So. I’ve been reading a lot about Jews in Regency England. And I checked out a book from the library called The People of the Book: Philosemitism in England, from Cromwell to Churchill. Every other book I’ve read has discussed philosemitism as a creepy, fetishizing phenomenon, frequently focusing on the importance of being kind to Jews so that they’ll convert and bring about Jesus’s return. The author of this book (Gertrude Himmelfarb) disagrees! She agrees that some philosemites go too far, but thinks philosemitism “reflects the principles and policies that have made modern England a model of liberality and civility.” She describes Evangelical Christians as “among [Jews’] most faithful allies.”
So okay, I don’t agree with this woman politically. There could still be useful stuff in this book. I skim through it. I see there’s a section on Ivanhoe. I love Ivanhoe a ridiculous amount, so I read the section. I don’t really agree with her analysis of the book (it’s one of the many stories that portray a minority woman as beautiful and incredible—and of course, in love with a majority guy—and minority men as distasteful, unmanly, and unattractive, while Himmelfarb describes Isaac as “a worthy father of Rebecca”), but whatever.
“One foot nearer, and I plunge myself over the precipice!”
She discusses Rebecca’s firm repudiation of Rowena’s suggestion that she convert to Christianity (“I may not change the faith of my athers like a garment unsuited to the climate in which I seek to dwell, &c.”). THEN I READ THIS:
In 1849, Thackeray published a spoof, Rebecca and Rowena, with Rowena a shrew jealous of her husband’s feelings for Rebecca, and Ivanhoe, something of a drunkard, going off to fight for Richard. Eventually, after Rowena’s death, he is free to marry Rebecca. But even that marriage is melancholic. “I think,” the final sentence reads, “these were a solemn pair and died rather early.” “Solemn” or not, Rebecca the Jewess is unquestionably the heroine of the parody. Scott may have thought it inappropriate to have her marry Ivanhoe, but Thackeray did not. Nor did their readers. A Jewess, proud and resolute in her Jewishness, was thought to be a fit spouse for the hero, a Christian and a veteran of the Crusades.

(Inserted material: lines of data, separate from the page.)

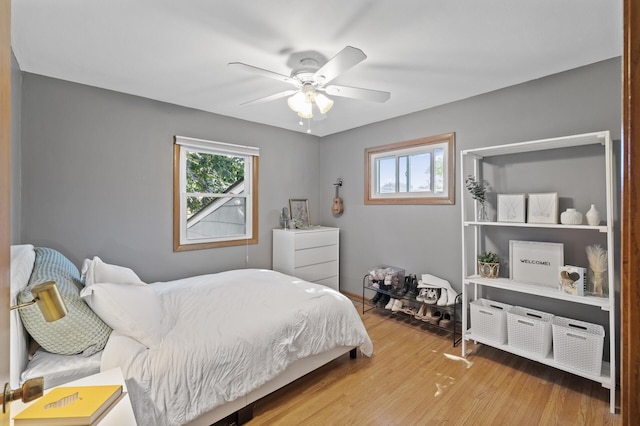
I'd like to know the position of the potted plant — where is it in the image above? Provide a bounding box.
[478,251,500,278]
[464,175,489,222]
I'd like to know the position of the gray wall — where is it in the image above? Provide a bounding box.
[16,58,621,294]
[20,73,320,282]
[11,51,22,244]
[320,58,622,294]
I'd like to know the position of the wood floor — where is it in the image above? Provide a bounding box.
[248,302,622,426]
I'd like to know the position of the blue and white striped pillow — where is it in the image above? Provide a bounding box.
[18,247,111,356]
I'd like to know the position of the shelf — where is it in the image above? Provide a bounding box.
[460,131,617,413]
[464,275,610,311]
[463,221,609,233]
[464,329,612,389]
[462,132,608,158]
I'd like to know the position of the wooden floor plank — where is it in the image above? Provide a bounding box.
[249,304,622,426]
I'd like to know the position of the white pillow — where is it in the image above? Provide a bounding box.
[81,256,144,286]
[9,244,36,305]
[80,283,168,349]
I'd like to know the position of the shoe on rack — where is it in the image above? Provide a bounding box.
[422,304,433,322]
[429,311,442,325]
[398,277,411,297]
[436,289,448,306]
[423,287,440,305]
[414,303,426,320]
[405,274,418,297]
[439,312,453,329]
[384,298,396,311]
[391,299,402,312]
[401,300,416,317]
[416,288,427,302]
[376,294,391,309]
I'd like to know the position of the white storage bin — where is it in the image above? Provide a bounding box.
[507,306,553,357]
[469,299,512,344]
[552,317,604,376]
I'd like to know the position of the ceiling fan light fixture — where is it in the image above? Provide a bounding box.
[316,93,333,114]
[287,92,307,112]
[298,104,313,118]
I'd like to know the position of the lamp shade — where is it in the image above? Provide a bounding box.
[287,92,307,112]
[316,93,333,114]
[9,281,67,322]
[31,281,67,322]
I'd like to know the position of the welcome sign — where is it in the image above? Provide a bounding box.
[509,240,564,288]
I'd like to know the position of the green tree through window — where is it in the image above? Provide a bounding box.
[186,151,244,217]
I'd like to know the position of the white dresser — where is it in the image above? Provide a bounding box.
[273,226,340,290]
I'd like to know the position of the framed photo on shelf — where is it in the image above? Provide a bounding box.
[289,198,311,228]
[509,240,564,288]
[527,192,558,223]
[498,194,526,223]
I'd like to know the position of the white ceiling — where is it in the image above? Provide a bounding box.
[11,0,622,136]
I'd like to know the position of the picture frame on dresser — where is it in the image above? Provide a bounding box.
[498,194,526,223]
[527,192,558,223]
[289,198,311,228]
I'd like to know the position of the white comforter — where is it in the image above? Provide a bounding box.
[102,269,373,425]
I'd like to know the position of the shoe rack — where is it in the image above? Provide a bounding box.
[362,274,462,347]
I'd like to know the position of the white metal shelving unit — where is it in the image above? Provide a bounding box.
[460,131,616,413]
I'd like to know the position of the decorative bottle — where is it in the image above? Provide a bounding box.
[560,209,582,225]
[586,204,600,226]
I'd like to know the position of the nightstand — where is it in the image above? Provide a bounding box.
[10,368,137,426]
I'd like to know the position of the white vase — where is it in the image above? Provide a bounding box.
[586,204,600,226]
[560,209,582,225]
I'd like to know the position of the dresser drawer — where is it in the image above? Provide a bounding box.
[295,231,338,250]
[294,261,338,282]
[294,245,338,267]
[315,275,340,291]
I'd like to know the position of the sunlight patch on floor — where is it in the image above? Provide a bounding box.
[444,354,473,368]
[433,373,456,397]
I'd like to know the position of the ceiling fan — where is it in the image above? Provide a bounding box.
[228,46,391,120]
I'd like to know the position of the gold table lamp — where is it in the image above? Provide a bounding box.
[2,281,67,413]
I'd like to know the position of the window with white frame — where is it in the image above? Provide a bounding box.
[174,136,259,251]
[365,133,455,204]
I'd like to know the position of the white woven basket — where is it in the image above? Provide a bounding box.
[469,299,512,344]
[551,317,605,376]
[507,306,553,357]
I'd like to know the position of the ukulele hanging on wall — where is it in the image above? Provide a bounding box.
[331,178,344,216]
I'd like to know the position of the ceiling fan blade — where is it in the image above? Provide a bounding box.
[313,46,367,85]
[324,85,391,102]
[240,89,297,105]
[227,62,300,87]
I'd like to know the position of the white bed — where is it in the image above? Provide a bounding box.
[11,246,372,425]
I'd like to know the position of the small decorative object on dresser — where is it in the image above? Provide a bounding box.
[289,198,311,228]
[560,209,582,225]
[586,204,600,226]
[478,252,500,278]
[527,192,558,223]
[559,265,587,296]
[587,244,608,297]
[509,240,564,288]
[498,194,526,223]
[464,175,489,222]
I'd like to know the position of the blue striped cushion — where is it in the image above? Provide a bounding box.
[18,247,111,356]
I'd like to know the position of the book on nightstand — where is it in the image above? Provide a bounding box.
[13,385,122,426]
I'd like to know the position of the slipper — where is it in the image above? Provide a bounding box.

“A Jewess, proud and resolute in her Jewishness, was thought to be a fit spouse for the hero.”
Now I happen to have read Rebecca and Rowena. And I know that the plot turns on one very important point: Rebecca converts. To be specific, Rowena makes Ivanhoe promise on her deathbed that he will never marry a Jewess. Oh noes! But fortunately Rebecca has been a Christian ALL ALONG! Look:
“Father,” she said, in a thrilling low steady voice, “I am not of your religion[…]I—I am of his religion.”
“His! whose, in the name of Moses, girl?” cried Isaac.
Rebecca clasped her hands on her beating chest and looked round with dauntless eyes. “Of his,” she said, “who saved my life and your honor: of my dear, dear champion’s. I never can be his, but I will be no other’s. Give my money to my kinsmen; it is that they long for. Take the dross, Simeon and Solomon, Jonah and Jochanan, and divide it among you, and leave me. I will never be yours, I tell you, never. Do you think, after knowing him and hearing him speak,—after watching him wounded on his pillow, and glorious in battle (her eyes melted and kindled again as she spoke these words), I can mate with such as you? Go. Leave me to myself. I am none of yours. I love him—I love him. Fate divides us long, long miles separate us; and I know we may never meet again. But I love and bless him always. Yes, always. My prayers are his; my faith is his. Yes, my faith is your faith, Wilfred—Wilfred! I have no kindred more,—I am a Christian!”
Does this sound like a Jewess, proud and resolute in her Jewishness, to you? (Thackeray’s story is actually very funny and clever, and also interesting because you can see trends in fanfiction, such as the villification of a canon love interest, spontaneously manifesting themselves, and I love it. My favorite joke is when Ivanhoe decides to hide his true identity and becomes known as “the Knight of the Wig and Spectacles.” But. It’s not the LEAST antisemitic/racist thing I’ve ever read.)
And Himmelfarb chose to simply not mention this. Now, okay, if Himmelfarb wanted to make the argument that Rebecca’s conversion isn’t the point—that the point is that lots and lots of people were willing to ship Rebecca and Ivanhoe together despite Scott’s original portrayal of her—okay. It’s a point that could be made, I guess. But she didn’t make it. And what she did seems to me outright intellectually dishonest. She knew saying that Thackeray required Rebecca to convert would run counter to her argument, so she left it out—and if you read what she wrote, in my opinion, while it doesn’t actually lie, most people reading it would naturally assume that Rebecca does NOT convert.
This book is now useless to me as a source because I can’t trust anything it says. Why would you undermine your own scholarly work this way?
Have you ever had this experience—reading a nonfiction book and coming across something so wrong it casts doubt on everything else?